Kann man Pferde irgendwie wiederbeleben? Ich hab meins abgestellt und bin in ne Höhle rein. Als ich rauskam lag es tot am Boden.   
Is mir jetze schon 2x passiert...


----------



## Michael-Miggi (4. April 2006)

Achte auf dein Benutzerzeichen ist dieses rot hast du das falsche Pferd. Es gibt Prius? Gechecktes Pferd und auch normale gecheckte Pferde. Dein Pferd verfolgt dich normal überall hin.


----------



## tom (4. April 2006)

Teddomaster am 04.04.2006 00:38 schrieb:
			
		

> Hi leute
> ich hätte ma eine frage. Hab in Oblivion ein Pferd geschenkt bekommen. Nur leider ist ja das beknackte daran das wenn ich von dem pferd absteige es immer wegtrabt. So kann ich nicht ma mit dem Pferd irgendwo hinreiten um einen quest zu erfüllen. Kann ich das Pferd irgendwie festbinden? Kann ich sie mit in die städte nehmen?
> Danke für jeden hilfreichen post.


Also ich konnte mir bisher kein Pferd kaufen(1000), und habe auch noch keines geschenkt bekommen, aber ich hab so meine Erfahrungen mit gestohlenen Pferden.
Weisse und gescheckte Pferde(vielleicht die hellbraunen auch) laufen nach Hause, die dunklen, die auch von den Rittern benutzt werden bleiben dort wo man sie abstellt.
Der Nachteil an gestohlenen Pferden ist, dass man ins Gefaengnis , oder kaempfen muss, wenn man sich damit erwischen laesst.
Nach dem Gefaengnis, sozusagen nach abgesessener Strafe kann man dieses Pferd wieder benutzen, wenn man es wiederfindet.
Anbinden geht nicht.
Ich moechte auch ein geschenktes Pferd.
Naja, ich helfe gerade eine belagerte Stadt(die wo der Sohn.........usw.) zu befreihen.
Dafuer gibt es bestimmt eine Belohnung, -eine neue Ruestung, ein Pferd oder vielleicht eine Guildenaufnahme?


----------



## Meller (4. April 2006)

tom am 04.04.2006 08:59 schrieb:
			
		

> Teddomaster am 04.04.2006 00:38 schrieb:
> 
> 
> 
> ...



Wenn du jetzt in Kvatch kämpfst, müsstest du das Pferd eigentlich schon haben. Man bekommt es, wenn man in der Weynon-Priorei bei allen Prior's "Unterstützung" betätigt.


----------



## Nali_WarCow (4. April 2006)

*AW: Pferde in Oblivion (wo ist meins)*



			
				INU-ID am 04.04.2006 07:51 schrieb:
			
		

> Kann man Pferde irgendwie wiederbeleben? Ich hab meins abgestellt und bin in ne Höhle rein. Als ich rauskam lag es tot am Boden.
> Is mir jetze schon 2x passiert...


Ist mir auch schon passiert. Seitdem gehe ich wieder zu Fuß durch die Landschaft. Steigert Athletik.


----------



## magi (4. April 2006)

*AW: Pferde in Oblivion (wo ist meins)*



			
				Nali_WarCow am 04.04.2006 10:05 schrieb:
			
		

> INU-ID am 04.04.2006 07:51 schrieb:
> 
> 
> 
> ...





Also mein Pferd sirtbt wie bei euch, oder es ist nach einiger Zeit unauffindbar.
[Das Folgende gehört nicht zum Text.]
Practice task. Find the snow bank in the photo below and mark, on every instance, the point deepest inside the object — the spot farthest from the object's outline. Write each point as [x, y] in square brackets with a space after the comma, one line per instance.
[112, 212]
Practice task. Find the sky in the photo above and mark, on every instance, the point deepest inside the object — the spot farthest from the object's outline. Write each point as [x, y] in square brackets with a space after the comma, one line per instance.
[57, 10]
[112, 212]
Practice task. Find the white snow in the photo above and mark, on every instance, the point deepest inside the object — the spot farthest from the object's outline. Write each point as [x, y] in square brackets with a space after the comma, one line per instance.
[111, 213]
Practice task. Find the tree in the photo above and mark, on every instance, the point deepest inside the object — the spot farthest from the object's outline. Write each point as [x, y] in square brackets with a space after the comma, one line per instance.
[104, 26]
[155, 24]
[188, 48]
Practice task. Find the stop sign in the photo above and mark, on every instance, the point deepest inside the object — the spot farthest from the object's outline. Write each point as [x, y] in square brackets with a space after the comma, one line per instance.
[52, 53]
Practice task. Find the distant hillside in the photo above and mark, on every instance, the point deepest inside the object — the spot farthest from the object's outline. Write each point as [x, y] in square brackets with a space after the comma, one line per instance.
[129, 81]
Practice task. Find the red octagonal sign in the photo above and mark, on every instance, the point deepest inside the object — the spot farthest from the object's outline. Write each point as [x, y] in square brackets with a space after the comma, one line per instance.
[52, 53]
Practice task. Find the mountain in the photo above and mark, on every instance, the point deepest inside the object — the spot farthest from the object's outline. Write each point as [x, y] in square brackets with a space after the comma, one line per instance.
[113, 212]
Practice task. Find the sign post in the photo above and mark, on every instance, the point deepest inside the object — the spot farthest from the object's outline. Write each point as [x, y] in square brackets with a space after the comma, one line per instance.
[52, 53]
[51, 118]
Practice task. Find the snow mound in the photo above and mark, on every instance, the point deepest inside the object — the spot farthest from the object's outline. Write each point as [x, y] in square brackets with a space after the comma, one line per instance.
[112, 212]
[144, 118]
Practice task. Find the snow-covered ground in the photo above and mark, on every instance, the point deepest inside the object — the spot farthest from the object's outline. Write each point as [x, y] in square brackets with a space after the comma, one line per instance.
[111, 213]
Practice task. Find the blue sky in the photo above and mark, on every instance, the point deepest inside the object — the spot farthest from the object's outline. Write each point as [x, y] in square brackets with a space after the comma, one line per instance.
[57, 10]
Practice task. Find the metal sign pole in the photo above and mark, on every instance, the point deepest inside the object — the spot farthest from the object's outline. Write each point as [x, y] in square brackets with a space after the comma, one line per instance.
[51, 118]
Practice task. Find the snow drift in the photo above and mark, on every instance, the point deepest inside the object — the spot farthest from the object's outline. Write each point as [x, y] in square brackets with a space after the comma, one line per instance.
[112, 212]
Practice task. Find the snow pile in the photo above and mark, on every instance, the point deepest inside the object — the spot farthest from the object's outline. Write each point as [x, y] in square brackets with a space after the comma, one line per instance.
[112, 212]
Egal ob geschenkt oder gekauft!!


----------



## Burrito (4. April 2006)

*off topic*



			
				Teddomaster am 04.04.2006 00:38 schrieb:
			
		

> Mein PC :
> AMD FX 60, 4x Corsair 1024MB DDR Ram Arbeitsspeicher, 4x Samsung 400GB Festplatte (16 MB Cache 7200UpM), ASUS A8N-SLi, 2x Geforce 7900GTX 512 MB, Creative Sound Blaster Audigy 2 ZS, Teufel Concept G 7.1



                
         

ähm... *räusper*


----------



## INU-ID (4. April 2006)

*AW: Pferde in Oblivion (wo ist meins)*



			
				Nali_WarCow am 04.04.2006 10:05 schrieb:
			
		

> INU-ID am 04.04.2006 07:51 schrieb:
> 
> 
> 
> ...


Ja wie? Nix, ich bin faul. *g*
Ich bin so gerne mit meinem Pferd durch die Gegend geritten. *schnief*
Wenn man es doch nur wiederbeleben könnte...   



			
				magi am 04.04.2006 10:10 schrieb:
			
		

> oder es ist nach einiger Zeit unauffindbar.


Und wenn du in eine größere Stadt gehst? Als ich mein erstes Pferd mal nicht mehr gefunden hab (es hat nicht mehr da gestanden wo ich es abgestellt hab), bin ich zu Fuß in die Kaiserstadt gelaufen. (Schnellreisen)
Dort angekommen bekam ich die Nachricht mein Gaul wäre vor der Stadt abgestellt worden - und an irgendeinem Ausgang stand er dann auch.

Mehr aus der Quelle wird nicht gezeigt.